BLCO’s price to earnings ratio can be divided by its projected five-year growth rate, to give us the price to earnings, or PEG ratio. This allows us to put its earnings valuation in the context of its growth expectations which is useful because companies with low P/E ratios often have low growth, which means they actually do not present an attractive value.
When we perform the calculation for Bausch + Lomb, we obtain a PEG ratio of 15.14, which indicates that the company is overvalued compared to its growth prospects. The weakness with PEG ratios is that they rely on expected growth estimates, which of course may not turn out as expected.
Bausch + Lomb's financial viability can also be assessed through a review of its free cash flow trends. Free cash flow refers to the company's operating cash flows minus its capital expenditures, which are expenses related to the maintenance of fixed assets such as land, infrastructure, and equipment. Over the last four years, the trends have been as follows:
Date Reported | Cash Flow from Operations ($ k) | Capital expenditures ($ k) | Free Cash Flow ($ k) | YoY Growth (%) |
---|---|---|---|---|
2023 | -17,000 | 181,000 | -198,000 | -216.47 |
2022 | 345,000 | 175,000 | 170,000 | -75.0 |
2021 | 873,000 | 193,000 | 680,000 | 152.79 |
2020 | 522,000 | 253,000 | 269,000 |
- Average free cash flow: $230.25 Million
- Average free cash flown growth rate: -39.0 %
- Coefficient of variability (lower numbers indicating more stability): 0.0 %
If it weren't negative, the free cash flow would represent the amount of money available for reinvestment in the business, or for payments to equity investors in the form of a dividend. While a negative cash flow for one or two quarters is not a sign of financial troubles for BLCO, a long term trend of negative or highly erratic cash flow levels may indicate a struggling business or a mismanaged company.
Value investors often analyze stocks through the lens of its Price to Book (P/B) Ratio (market value divided by book value).

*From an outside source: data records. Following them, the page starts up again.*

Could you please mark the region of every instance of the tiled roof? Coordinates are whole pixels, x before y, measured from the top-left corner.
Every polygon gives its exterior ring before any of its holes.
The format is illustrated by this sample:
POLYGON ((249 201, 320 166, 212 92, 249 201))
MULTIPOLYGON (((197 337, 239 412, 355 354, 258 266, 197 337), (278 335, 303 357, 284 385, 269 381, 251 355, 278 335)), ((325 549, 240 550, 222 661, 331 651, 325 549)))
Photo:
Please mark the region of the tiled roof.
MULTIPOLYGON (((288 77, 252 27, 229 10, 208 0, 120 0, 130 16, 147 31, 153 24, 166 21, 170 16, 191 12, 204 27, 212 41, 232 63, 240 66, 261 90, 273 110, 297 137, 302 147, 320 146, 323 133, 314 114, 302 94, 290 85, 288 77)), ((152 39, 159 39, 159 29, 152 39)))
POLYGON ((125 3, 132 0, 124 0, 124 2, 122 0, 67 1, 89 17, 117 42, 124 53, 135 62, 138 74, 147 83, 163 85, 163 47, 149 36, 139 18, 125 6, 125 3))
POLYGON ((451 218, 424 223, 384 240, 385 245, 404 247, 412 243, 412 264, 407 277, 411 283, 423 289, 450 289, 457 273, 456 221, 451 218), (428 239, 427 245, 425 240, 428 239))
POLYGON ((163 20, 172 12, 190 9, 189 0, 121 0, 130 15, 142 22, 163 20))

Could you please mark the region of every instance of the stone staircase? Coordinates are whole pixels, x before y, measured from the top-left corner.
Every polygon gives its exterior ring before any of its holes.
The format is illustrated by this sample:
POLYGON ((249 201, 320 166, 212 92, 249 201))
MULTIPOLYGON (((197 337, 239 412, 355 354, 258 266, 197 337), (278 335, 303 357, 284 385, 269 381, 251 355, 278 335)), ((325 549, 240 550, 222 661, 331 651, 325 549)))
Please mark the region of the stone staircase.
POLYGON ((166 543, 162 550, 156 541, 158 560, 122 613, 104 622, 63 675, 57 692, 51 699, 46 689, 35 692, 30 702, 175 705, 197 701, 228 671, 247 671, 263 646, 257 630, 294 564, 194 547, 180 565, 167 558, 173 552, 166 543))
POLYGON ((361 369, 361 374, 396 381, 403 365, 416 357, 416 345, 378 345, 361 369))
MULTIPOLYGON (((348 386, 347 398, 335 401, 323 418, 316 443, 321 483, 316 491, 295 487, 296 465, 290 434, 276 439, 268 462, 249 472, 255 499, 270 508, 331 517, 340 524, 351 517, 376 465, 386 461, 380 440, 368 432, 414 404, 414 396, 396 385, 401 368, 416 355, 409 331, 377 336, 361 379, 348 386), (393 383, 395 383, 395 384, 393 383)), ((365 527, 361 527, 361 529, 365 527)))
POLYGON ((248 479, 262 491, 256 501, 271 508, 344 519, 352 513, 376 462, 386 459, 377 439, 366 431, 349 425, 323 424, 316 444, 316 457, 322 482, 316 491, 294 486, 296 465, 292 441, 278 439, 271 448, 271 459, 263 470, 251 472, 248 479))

The book value refers to the present value of the company if the company were to sell off all of its assets and pay all of its debts today - a number whose value may differ significantly depending on the accounting method.

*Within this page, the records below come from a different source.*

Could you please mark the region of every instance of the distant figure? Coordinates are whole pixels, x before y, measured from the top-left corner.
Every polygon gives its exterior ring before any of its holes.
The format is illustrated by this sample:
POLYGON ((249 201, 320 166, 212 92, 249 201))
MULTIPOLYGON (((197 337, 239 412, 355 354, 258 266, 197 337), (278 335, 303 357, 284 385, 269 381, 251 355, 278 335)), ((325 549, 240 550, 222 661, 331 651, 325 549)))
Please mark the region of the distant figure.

Bausch + Lomb has a P/B ratio of 1.12. This indicates that the market value of the company exceeds its book value by a factor of more than 1, but is still below the average P/B ratio of the Health Care sector, which stood at 3.53 as of the third quarter of 2024.
With a negative P/E ratio., a lower P/B ratio than its sector average, and positive cash flows with a downwards trend, we can conclude that Bausch + Lomb is probably overvalued at current prices. The stock presents poor growth indicators because of its weak operating margins with a negative growth trend, and no PEG ratio.